A abolição da escravatura, no Brasil, completou 135 anos em 2023. Contudo, basta olhar para um quadro de indicadores sociais, com dados consolidados em função de cor e raça, para perceber que estamos longe de uma justa equidade racial no País. A ideia de uma superioridade racial intrínseca já foi há muito desacreditada tanto por estudos populacionais, que mostram a elevada identidade genética entre comunidades com aparência física muito diversa, quanto psíquicos e comportamentais, que não encontraram diferenças intelectuais entre as etnias, quando os indivíduos têm acesso às mesmas condições e oportunidades. Mesmo que ainda hoje encontremos defensores de ideias supremacistas, é forçoso reconhecer que se trata de uma posição ideológica que nega a realidade, apegando-se aos resultados de processos históricos injustos e excludentes.
As estruturas sociais tendem a se reproduzir, perpetuando-se ao longo do tempo. Famílias com mais condições econômicas oferecem mais e melhores oportunidades a seus filhos jovens nascidos em famílias pobres têm mais dificuldade de estudar, empreender um negócio, adquirir estabilidade econômica. Vestibulares e processos seletivos medem não apenas a aptidão efetiva dos candidatos, mas principalmente as condições em que se formaram e com as quais chegaram até aquele momento. As avaliações “meritocráticas” frequentemente chegariam a resultados muito diferentes se medissem realmente a capacidade do candidato em função das oportunidades reais que teve. Preconceitos fecham portas, desde a chance de uma promoção até a obtenção de um financiamento para uma empresa rentável.

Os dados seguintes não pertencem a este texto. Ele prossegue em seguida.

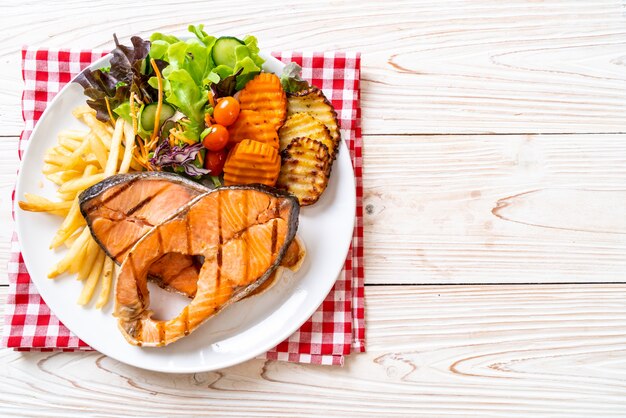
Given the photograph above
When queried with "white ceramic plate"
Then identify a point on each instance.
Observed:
(244, 330)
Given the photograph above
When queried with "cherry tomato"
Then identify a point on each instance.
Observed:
(226, 111)
(214, 161)
(216, 138)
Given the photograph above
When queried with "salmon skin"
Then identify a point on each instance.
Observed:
(121, 209)
(242, 233)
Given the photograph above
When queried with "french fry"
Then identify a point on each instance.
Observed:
(98, 128)
(78, 258)
(71, 223)
(68, 197)
(107, 280)
(98, 149)
(60, 150)
(73, 134)
(90, 258)
(72, 239)
(129, 145)
(56, 159)
(61, 177)
(49, 168)
(77, 247)
(92, 280)
(69, 143)
(80, 184)
(111, 166)
(36, 203)
(80, 111)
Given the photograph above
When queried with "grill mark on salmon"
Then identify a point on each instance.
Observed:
(250, 240)
(115, 193)
(143, 203)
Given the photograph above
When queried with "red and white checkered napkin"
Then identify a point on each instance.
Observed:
(336, 329)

Diante dessa situação, a construção de uma sociedade mais justa implica políticas afirmativas, ações que promovem a igualdade de oportunidades para grupos historicamente marginalizados ou desfavorecidos – como são as populações pretas e pardas do Brasil. É comum ouvir-se críticas a essas políticas, argumentando-se que promovem uma discriminação inversa, favorecem pessoas não capacitadas para os cargos que irão ocupar e acirram conflitos que poderiam ser evitados. Contudo, o problema não é a existência de políticas afirmativas, mas, sim, a forma como são desenhadas e implementadas. Ações afirmativas necessárias, se avaliadas como ineficientes ou injustas, não devem ser abolidas, mas, sim, reconfiguradas.
A política de cotas raciais ou socioeconômicas, por exemplo, já vem sendo adotada nas universidades brasileiras há quase 20 anos. Foram objeto de análises criteriosas em várias situações. Numa revisão desses estudos, observou-se que, em universidades estaduais brasileiras, os cotistas têm obtido rendimento similar ao dos demais estudantes, superando-os nos índices de diplomação e apresentando menores taxas de evasão (PINHEIRO e cols., 2021).

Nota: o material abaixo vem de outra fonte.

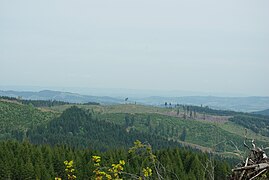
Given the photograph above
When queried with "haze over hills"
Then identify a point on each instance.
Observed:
(244, 104)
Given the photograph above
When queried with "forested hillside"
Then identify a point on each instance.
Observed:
(16, 119)
(76, 127)
(65, 131)
(26, 161)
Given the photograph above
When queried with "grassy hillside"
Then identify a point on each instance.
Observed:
(16, 118)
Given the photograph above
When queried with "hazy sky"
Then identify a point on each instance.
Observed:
(207, 46)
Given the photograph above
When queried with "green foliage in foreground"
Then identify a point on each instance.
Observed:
(76, 127)
(16, 118)
(26, 161)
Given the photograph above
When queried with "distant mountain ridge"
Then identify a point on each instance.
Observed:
(244, 104)
(61, 96)
(264, 112)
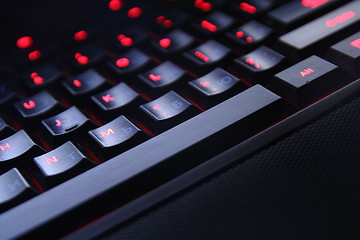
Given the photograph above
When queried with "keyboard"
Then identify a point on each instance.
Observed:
(96, 115)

A seleção, particularmente nos cursos de maior procura, é muito grande, de tal modo que tanto entre cotistas quanto entre não-cotistas a qualidade individual do estudante é garantida. Além disso, o cotista, percebendo que ganhou uma oportunidade que de outra forma lhe seria negada, frequentemente se esforça mais para superar as dificuldades e obter bons resultados acadêmicos.

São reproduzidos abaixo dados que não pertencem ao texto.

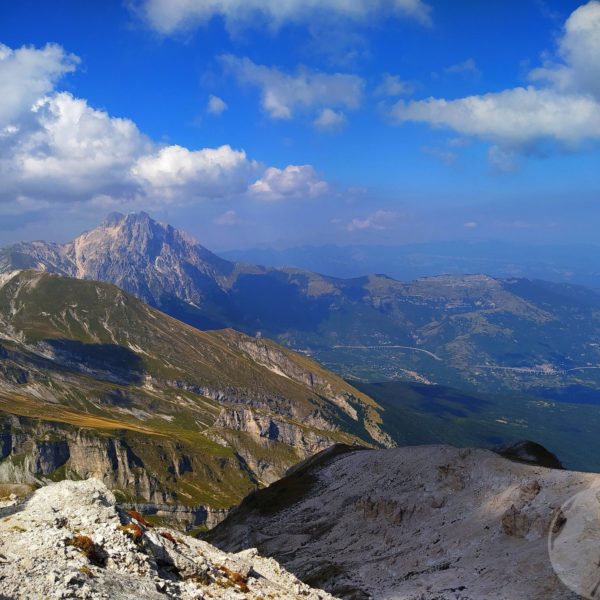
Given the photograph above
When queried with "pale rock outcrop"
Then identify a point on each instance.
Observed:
(69, 541)
(413, 523)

Numa sociedade altamente desigual e injusta como a brasileira, também existem brancos pobres que carecem de políticas sociais que lhes garantam vida digna e igualdade de oportunidades com os demais. Nesse caso, contudo, o desafio é ter mais e melhores ações afirmativas, para que esses também possam ser contemplados. Numa sociedade mais inclusiva e justa, todos saem ganhando – só os corruptos e os aproveitadores perdem.